However, they noted that if lenders wanted to be competitive in the market they needed to be visible to brokers about their proposition.
Secure Trust Bank (STB) announced yesterday that it could not see any end to the competition and pressure within the mortgage market and so was considering ceasing new lending “until conditions become more favourable”.
In its last interim report, published in August, Secure Trust said it had completed £37.3m total lending from its launch in 2017 to the end of June 2018, with £21.3m in first six months of 2018.
Chief executive officer Paul Lynam was pleased with the results at the time, but warned about the highly competitive market although he did expect it to ease.
“The mortgage market is exhibiting significant competitive pressures, with lenders increasingly competing on price and risk appetite to drive new business volumes,” he said.
“We are being careful to avoid being sucked into a race to the bottom and are tempering the growth of this part of the business at this time.”
He added: “I continue to expect that following the closure of the Term Funding Scheme in February 2018 we will see pricing pressures ease which will allow us to compete more effectively.”
Secure Trust Bank confirmed to Specialist Lending Solutions that the consultation was impacting 27 members of staff, although it hoped to mitigate the number of compulsory redundancies with internal positions.
Following the news of business development manager Fran Green joining Shawbrook Bank the lender also noted that staff were free to move if they felt it was best for them.
Pro-active and visible
City Mortgage Solutions managing director Paul Clark agreed that the complex market was competitive at the moment but much of this was around the criteria on offer, rather than rate.
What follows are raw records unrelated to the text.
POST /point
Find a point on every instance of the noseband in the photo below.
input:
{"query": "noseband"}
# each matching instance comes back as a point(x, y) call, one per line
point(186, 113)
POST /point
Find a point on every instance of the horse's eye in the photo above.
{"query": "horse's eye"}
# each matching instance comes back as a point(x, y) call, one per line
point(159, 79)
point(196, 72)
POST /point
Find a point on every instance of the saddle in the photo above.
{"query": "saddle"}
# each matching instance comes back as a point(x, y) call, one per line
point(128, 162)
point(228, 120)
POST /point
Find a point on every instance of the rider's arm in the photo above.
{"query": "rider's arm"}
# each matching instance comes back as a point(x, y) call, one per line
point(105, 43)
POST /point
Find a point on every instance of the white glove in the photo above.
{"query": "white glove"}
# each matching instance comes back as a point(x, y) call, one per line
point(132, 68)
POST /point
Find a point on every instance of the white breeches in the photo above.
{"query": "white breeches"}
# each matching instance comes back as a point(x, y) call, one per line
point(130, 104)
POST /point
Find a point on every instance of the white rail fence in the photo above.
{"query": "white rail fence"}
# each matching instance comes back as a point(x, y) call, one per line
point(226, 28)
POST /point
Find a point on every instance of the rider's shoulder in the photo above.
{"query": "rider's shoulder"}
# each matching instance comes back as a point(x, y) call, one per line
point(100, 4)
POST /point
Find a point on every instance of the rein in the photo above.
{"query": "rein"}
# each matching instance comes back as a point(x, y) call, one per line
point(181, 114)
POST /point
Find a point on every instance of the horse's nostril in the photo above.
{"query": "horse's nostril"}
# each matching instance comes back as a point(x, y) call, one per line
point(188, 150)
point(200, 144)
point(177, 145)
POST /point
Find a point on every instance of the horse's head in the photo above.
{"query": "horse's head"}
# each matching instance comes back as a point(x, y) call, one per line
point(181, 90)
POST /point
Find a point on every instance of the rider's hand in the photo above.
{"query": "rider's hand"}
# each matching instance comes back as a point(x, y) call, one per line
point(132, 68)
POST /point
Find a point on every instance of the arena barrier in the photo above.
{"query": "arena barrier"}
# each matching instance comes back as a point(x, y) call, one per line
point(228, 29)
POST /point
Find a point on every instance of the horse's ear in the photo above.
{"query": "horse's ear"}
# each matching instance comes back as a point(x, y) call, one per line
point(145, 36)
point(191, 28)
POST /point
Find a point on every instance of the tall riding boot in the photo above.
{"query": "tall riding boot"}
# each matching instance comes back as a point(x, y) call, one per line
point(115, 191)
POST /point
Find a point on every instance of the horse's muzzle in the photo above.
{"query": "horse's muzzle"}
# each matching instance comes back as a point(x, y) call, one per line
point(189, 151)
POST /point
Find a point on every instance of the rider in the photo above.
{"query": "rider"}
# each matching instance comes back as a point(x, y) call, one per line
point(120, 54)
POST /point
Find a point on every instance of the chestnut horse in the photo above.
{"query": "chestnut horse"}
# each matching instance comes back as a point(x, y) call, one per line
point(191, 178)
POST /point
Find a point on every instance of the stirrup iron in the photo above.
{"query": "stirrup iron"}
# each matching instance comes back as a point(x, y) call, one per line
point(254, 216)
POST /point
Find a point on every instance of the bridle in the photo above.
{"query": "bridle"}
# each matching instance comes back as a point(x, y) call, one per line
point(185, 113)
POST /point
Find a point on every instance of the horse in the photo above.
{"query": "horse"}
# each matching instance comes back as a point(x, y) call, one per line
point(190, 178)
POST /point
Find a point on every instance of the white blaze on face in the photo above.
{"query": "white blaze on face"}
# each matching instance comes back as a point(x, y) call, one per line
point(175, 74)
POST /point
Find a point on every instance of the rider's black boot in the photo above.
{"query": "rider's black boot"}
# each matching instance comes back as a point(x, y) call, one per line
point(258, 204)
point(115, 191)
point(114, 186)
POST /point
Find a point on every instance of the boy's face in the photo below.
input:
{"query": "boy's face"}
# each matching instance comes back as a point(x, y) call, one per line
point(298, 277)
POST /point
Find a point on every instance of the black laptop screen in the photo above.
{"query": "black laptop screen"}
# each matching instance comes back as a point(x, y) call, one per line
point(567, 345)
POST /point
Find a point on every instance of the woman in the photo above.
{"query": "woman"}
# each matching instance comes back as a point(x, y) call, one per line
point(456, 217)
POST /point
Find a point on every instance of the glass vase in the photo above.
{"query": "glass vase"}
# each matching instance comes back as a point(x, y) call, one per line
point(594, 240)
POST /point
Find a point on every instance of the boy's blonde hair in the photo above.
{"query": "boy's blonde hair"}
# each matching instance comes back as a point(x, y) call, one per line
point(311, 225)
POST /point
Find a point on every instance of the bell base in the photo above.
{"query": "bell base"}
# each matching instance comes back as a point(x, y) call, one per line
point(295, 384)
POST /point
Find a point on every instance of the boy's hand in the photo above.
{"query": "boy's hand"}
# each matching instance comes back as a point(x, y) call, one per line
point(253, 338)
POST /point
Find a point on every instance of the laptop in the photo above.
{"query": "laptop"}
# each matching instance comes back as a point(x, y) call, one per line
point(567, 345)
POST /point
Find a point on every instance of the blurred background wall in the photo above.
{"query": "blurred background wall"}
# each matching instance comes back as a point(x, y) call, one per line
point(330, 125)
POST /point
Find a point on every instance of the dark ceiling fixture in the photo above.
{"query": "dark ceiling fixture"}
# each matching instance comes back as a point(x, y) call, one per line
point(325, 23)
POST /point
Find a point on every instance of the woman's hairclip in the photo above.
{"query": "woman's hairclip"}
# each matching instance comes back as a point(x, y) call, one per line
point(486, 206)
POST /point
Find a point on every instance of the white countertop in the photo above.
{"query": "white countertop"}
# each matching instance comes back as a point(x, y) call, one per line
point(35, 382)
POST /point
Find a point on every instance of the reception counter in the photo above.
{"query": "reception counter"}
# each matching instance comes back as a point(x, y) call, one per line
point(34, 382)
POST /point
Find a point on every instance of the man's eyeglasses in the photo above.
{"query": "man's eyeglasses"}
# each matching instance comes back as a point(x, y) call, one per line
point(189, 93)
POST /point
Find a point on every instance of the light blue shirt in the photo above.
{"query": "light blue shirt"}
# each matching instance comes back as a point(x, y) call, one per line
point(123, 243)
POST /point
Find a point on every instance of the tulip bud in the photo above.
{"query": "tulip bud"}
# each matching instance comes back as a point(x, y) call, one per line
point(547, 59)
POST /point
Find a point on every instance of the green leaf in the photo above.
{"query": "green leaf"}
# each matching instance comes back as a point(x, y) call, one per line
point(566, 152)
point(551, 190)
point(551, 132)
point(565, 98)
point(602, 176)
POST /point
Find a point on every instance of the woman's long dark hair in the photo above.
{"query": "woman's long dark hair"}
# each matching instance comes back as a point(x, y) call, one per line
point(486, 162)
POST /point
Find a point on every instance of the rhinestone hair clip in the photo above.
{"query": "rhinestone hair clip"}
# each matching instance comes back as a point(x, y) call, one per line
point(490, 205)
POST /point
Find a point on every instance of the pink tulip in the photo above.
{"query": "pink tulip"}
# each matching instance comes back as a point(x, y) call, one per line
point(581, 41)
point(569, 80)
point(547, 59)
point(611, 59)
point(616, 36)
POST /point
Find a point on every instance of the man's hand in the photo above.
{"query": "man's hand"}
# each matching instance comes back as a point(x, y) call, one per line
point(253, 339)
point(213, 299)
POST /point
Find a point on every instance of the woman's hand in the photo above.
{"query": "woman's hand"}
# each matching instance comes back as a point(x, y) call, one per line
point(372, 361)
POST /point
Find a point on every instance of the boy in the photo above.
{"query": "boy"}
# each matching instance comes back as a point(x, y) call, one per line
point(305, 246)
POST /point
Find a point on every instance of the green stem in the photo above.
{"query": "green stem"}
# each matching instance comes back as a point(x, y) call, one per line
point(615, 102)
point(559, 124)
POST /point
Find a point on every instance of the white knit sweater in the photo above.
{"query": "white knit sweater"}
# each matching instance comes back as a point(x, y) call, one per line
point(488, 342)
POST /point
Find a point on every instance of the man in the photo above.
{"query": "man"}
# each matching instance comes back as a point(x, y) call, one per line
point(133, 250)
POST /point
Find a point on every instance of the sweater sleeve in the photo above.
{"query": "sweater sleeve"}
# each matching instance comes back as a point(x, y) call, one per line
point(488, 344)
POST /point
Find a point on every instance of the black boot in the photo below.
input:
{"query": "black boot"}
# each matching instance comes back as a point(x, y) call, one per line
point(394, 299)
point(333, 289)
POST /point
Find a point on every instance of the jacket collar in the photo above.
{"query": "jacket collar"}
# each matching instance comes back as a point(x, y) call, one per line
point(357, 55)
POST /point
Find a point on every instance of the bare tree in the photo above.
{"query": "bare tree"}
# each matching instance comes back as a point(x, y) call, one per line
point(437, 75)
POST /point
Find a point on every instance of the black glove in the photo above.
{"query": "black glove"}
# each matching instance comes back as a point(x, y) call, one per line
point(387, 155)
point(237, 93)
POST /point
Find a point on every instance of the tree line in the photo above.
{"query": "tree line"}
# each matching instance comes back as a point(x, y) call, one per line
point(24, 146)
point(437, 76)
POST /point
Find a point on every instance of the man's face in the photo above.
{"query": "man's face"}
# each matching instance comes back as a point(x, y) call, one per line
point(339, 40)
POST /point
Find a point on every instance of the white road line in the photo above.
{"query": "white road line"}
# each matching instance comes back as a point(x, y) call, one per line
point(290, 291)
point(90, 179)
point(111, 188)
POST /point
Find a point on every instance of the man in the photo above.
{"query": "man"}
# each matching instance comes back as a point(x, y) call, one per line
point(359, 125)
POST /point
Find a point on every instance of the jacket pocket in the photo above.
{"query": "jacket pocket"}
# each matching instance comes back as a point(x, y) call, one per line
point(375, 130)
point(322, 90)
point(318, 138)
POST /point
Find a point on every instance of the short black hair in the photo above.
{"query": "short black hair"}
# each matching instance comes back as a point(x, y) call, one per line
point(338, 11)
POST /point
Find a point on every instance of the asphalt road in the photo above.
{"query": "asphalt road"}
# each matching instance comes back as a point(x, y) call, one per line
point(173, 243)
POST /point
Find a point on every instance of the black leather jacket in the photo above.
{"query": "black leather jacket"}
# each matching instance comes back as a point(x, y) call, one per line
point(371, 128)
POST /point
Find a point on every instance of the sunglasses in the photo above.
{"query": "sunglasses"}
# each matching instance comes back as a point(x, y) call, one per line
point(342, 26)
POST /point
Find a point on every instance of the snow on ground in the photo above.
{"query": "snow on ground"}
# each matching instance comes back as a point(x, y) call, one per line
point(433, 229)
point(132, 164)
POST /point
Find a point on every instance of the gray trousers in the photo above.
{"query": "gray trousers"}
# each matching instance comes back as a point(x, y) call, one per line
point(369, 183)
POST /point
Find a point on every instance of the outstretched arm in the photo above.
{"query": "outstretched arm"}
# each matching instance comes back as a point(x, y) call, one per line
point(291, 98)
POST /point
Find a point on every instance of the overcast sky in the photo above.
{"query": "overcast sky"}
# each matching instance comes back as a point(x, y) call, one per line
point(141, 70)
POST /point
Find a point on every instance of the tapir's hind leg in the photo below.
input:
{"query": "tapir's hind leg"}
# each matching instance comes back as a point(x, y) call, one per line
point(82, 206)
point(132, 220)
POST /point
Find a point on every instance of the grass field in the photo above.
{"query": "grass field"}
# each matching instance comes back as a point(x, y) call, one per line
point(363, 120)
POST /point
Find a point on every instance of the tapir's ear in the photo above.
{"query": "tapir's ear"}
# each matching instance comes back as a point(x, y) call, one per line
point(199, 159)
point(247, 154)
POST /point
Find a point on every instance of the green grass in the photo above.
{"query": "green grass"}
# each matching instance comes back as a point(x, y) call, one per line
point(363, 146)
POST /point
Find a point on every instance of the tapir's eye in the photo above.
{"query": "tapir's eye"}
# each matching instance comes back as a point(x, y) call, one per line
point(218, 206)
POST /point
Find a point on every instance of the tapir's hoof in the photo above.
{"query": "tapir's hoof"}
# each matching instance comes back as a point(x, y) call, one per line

Clark admitted that although his firm had used more than 40 lenders in the last year, they had not used Secure Trust Bank.
He noted that most challenger banks were being very pro-active in contacting brokers about their proposition and criteria.
“It’s gone way past rate or price, most rates in this complex sector are sub 2.5% anyway, it’s criteria and awareness of criteria,” he said.
“The biggest hurdle is making themselves heard enough, but some lenders are very much out there.
“I don’t think STB were making themselves very obvious and if you can’t engage with enough people it doesn’t matter how good your rate is because no-one knows.
“So they have to weigh up being out there and being vocal,” he added.
New lenders still coming
Brightstar chief executive officer Rob Jupp added that it seemed apparent Secure Trust Bank did not have the appetite to get caught up in the competitive market.
And while he admitted it was not good news, he was largely calm about concerns other lenders may follow in closing operations.
“We have to be careful that there’s not a sense of contagion here and it gets a bit out of control,” he said.
“STB was all about lack of appetite to continue the mortgage part of their business because they just felt they couldn’t make the margin.”
He added: “The number of new lenders coming into this space, particularly buy to let, far outweighs those who are stopping lending permanently or temporarily.
“So the net effect is still a positive move in terms of new lenders and that’s really key because if we saw something more deep-rooted and structural that wouldn’t happen.
“In 2008-09 that didn’t happen – we didn’t have any new lenders coming through, while there are a number of them now.”